2. Judul Kitab
Kitab al-Muwattha’ Imam Malik adalah kitab yang di dalamnya
terdapat kumpulan hadits-hadits yang di susun oleh seorang tokoh
muslim berdarah Madinah selama 40 tahun lamanya yang mendapat
perhatian ulama di antara kitab-kitab pada masa abad ke dua. Dan
penyusunan kitab al-Muwattha’ di susun bab demi bab dengan tema
fiqih. Terjadi perbedaan pendapat mengenai penamaan kitab al-
Muwattha’ diantaranya :
• Imam Malik berprinsip pada jalan tengah antara dua hal, yaitu
menjauhkan diri dari kekerasan Umar, kemurahan Ibnu Abbas yang
membuat orang cenderung melakukan amalan-amalan yang mudah,
melainkan kembali kepada hal-hal yang secara manusiawi dapat
dilakukan oleh kebanyakna orang. Demikian ini yang diriwatkan oleh
al-Mansur maka disebut al-Muwattha’.
• Menurut Imam as-Suyuti, bahwa sebab penamaan kitab al-Muwattha’
adalah karena kitab al-Muwattha’ disetujui oleh ulama-ulama besar
ahli fiqih. Sebagaimana yang diriwayatkan dari Malik, dia berkata, “
saya memperlihatkan kitabku ini pada 70 orang faqih dan para ahli
fiqih Madinah, dan mereka semua menyetujui kitabku itu, setiap
fuqoha itu mempermudahkanku atas kitab tersebut maka disebut al-
Muwattha’.
3. Nasab Imam Malik R.A
Nasab Imam Malik yaitu Malik bin Anas bin Malik bin Abi Amir bin
Amr bin Ghiman bin Khatsil bin Amr bin Kharis dan nisbat beliau yaitu al
Ashbahi di karenakan ada ucapan dari paman beliau yang bernama Abu
Suhail berkata “ kami adalah kaum Asbah dahulukala kakek kami berasal
dari Madinah kemudian menikah di Taimiyin, dari itu nasab kita juga
dinisbatkan pada daerah Taimiyin”. Malik meriwatkan hadits dari
ayahnya, Anas. Ayahnya bekerja sebagai tukang pembuat panah. Ibu
beliau bernama Ghaliyah binti Syarik bin Abdurrahman al Azdiyati. Ia
termasuk dari salah satu utama-utamanya dari beberapa wanita yang
shalihah, ia juga mengedepankan mencari ilmu dan mengarahkan Imam
Malik menuntut ilmu. Ketika memasuki usia belajar, Malik disuruh ibunya
pergi menuntut ilmu dan berkata : “ pergilah kemudian tulisah hadits
Nabi SAW. Adapun kakek Imam Malik adalah pembesar-pembesarnya
tabi’in diriwayatkan hadits dari Umar, Thalhah, Aisyah, Abi Hurairah dan
Abu Hasan Ibnu Tsabit . Datuk Imam Malik adalah salah satu dari empat
orang yang memandikan, mengantarkan mengubur khalifah Utsman di
malam hari. Adapun Abu Amir adalah kakek ke dua Imam Malik, Riwayat
hidup Abu Amir bahwa beliau termasuk pembesar-pembesarnya sahabat
yang pernah mengikuti semua peperanagan yang di ikuti Rasulullah SAW
kecuali perang badar.
4. Kelahiran Imam Malik R.A
Didalam sejarah Imam Malik pada ulama berbeda pendapat
adapun pendapat yang mashur bahwa Imam Malik lahir tahun 90 H.

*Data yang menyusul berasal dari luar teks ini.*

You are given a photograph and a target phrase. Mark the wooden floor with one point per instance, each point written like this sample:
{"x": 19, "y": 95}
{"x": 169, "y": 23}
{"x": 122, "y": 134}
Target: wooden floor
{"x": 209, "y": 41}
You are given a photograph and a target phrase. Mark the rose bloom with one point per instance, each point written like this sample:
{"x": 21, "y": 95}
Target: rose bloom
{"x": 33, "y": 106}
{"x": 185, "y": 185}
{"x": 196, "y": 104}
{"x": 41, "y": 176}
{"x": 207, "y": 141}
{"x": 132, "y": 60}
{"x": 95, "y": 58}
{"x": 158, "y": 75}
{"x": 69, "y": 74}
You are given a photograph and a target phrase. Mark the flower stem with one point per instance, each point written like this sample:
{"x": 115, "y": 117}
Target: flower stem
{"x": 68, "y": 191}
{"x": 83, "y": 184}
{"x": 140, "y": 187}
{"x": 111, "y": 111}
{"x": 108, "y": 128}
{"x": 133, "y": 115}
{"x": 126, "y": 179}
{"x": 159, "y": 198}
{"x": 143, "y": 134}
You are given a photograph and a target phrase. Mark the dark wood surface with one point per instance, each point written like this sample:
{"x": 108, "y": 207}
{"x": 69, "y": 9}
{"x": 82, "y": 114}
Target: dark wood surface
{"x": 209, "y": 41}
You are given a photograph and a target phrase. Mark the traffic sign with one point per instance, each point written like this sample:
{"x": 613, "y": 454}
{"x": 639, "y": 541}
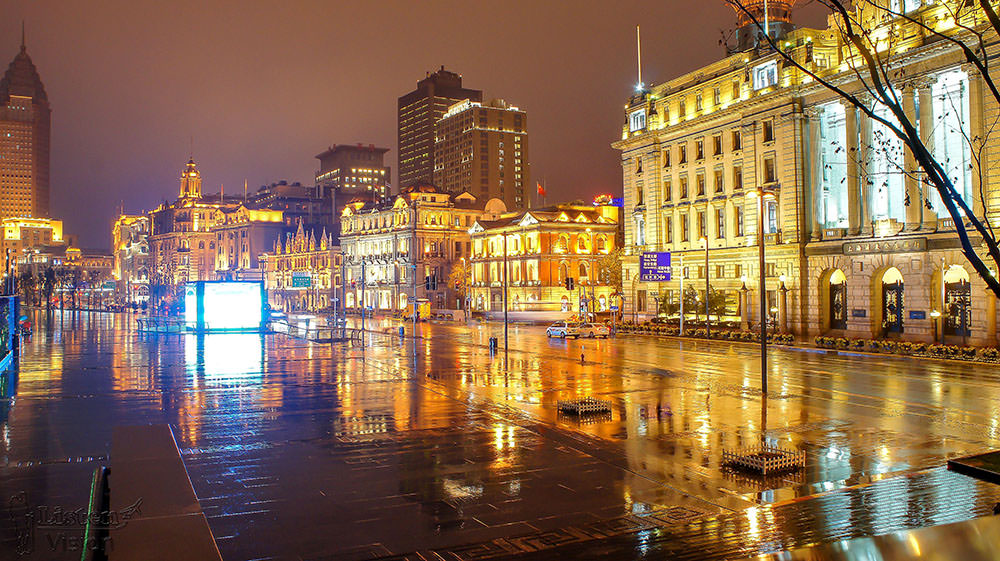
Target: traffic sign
{"x": 654, "y": 266}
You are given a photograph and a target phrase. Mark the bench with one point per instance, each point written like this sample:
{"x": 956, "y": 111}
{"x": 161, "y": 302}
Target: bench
{"x": 149, "y": 485}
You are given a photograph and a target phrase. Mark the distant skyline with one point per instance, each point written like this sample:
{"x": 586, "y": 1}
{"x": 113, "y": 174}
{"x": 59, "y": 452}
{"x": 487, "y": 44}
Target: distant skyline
{"x": 262, "y": 87}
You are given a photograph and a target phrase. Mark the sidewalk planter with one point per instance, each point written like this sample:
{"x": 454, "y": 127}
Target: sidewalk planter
{"x": 719, "y": 334}
{"x": 888, "y": 346}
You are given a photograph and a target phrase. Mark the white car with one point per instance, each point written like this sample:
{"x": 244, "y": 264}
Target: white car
{"x": 594, "y": 330}
{"x": 563, "y": 329}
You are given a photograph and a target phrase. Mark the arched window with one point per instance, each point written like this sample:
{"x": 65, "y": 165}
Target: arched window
{"x": 838, "y": 300}
{"x": 562, "y": 244}
{"x": 957, "y": 301}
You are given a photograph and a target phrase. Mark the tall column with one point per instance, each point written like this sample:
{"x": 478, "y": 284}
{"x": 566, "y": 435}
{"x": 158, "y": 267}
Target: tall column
{"x": 925, "y": 99}
{"x": 863, "y": 153}
{"x": 853, "y": 170}
{"x": 909, "y": 162}
{"x": 975, "y": 133}
{"x": 814, "y": 175}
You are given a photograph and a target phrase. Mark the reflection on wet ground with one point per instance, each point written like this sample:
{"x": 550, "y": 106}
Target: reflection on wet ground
{"x": 310, "y": 451}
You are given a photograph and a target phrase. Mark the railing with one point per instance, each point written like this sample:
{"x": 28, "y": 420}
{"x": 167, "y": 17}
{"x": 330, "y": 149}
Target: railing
{"x": 314, "y": 334}
{"x": 161, "y": 324}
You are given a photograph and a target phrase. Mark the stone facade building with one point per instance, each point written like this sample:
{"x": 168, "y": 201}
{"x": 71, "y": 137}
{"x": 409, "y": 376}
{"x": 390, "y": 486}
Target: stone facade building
{"x": 303, "y": 272}
{"x": 856, "y": 245}
{"x": 25, "y": 128}
{"x": 544, "y": 247}
{"x": 482, "y": 148}
{"x": 130, "y": 253}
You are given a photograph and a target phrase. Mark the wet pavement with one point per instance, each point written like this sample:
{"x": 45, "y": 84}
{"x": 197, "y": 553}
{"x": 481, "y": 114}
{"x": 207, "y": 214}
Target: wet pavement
{"x": 309, "y": 451}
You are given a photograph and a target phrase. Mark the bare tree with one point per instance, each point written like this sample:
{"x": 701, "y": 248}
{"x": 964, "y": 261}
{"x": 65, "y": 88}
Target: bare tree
{"x": 870, "y": 37}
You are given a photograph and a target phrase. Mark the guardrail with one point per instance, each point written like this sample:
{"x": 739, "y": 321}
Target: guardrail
{"x": 314, "y": 334}
{"x": 161, "y": 324}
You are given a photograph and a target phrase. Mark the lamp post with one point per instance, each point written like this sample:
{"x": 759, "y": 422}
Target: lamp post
{"x": 760, "y": 194}
{"x": 708, "y": 319}
{"x": 934, "y": 317}
{"x": 744, "y": 303}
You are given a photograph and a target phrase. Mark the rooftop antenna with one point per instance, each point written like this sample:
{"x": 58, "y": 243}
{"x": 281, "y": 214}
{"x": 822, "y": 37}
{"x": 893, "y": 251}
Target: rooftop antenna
{"x": 638, "y": 57}
{"x": 767, "y": 20}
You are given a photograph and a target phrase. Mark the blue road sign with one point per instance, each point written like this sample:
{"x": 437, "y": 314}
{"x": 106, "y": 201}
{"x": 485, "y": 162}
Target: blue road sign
{"x": 654, "y": 266}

Dan pendapat yang lain mengatakan bahwa Imam Malik dilahirkan
pada pada tahun 93 H ada yang mengatakan 94 H ada pula 95 H ada
pula 96 H atau 97 H. Dimasa ibu mengandung Imam Malik juga
terjadi perbedaan pendapat pendapat yang pertama Imam Malik
berada didalam kandungan sang ibu selama tiga tahun, pendapat
Ibnu Mundzir berkata “ bahwa pendapat inilah yang paling
diketahui”. Pendapat yang lain mengatakan bahwasanya ibu Imam
Malik mengandung Imam Malik selama dua tahun lamanya. Dan
beliau dilahirkan di kota Madinah Munawarah. Sedikit menambahi
mengenai pendapat tentang kelahiran Imam Malik bahwasanya
Imam Yahya bin Abi Bakir meriwayatkan bahwa pernah mendengar
Malik berkata “ Aku dilahirkan pada tahun 93 H ” dan inilah riwayat
yang paling benar menurut al Sam’ani dan Ibnu Farhun.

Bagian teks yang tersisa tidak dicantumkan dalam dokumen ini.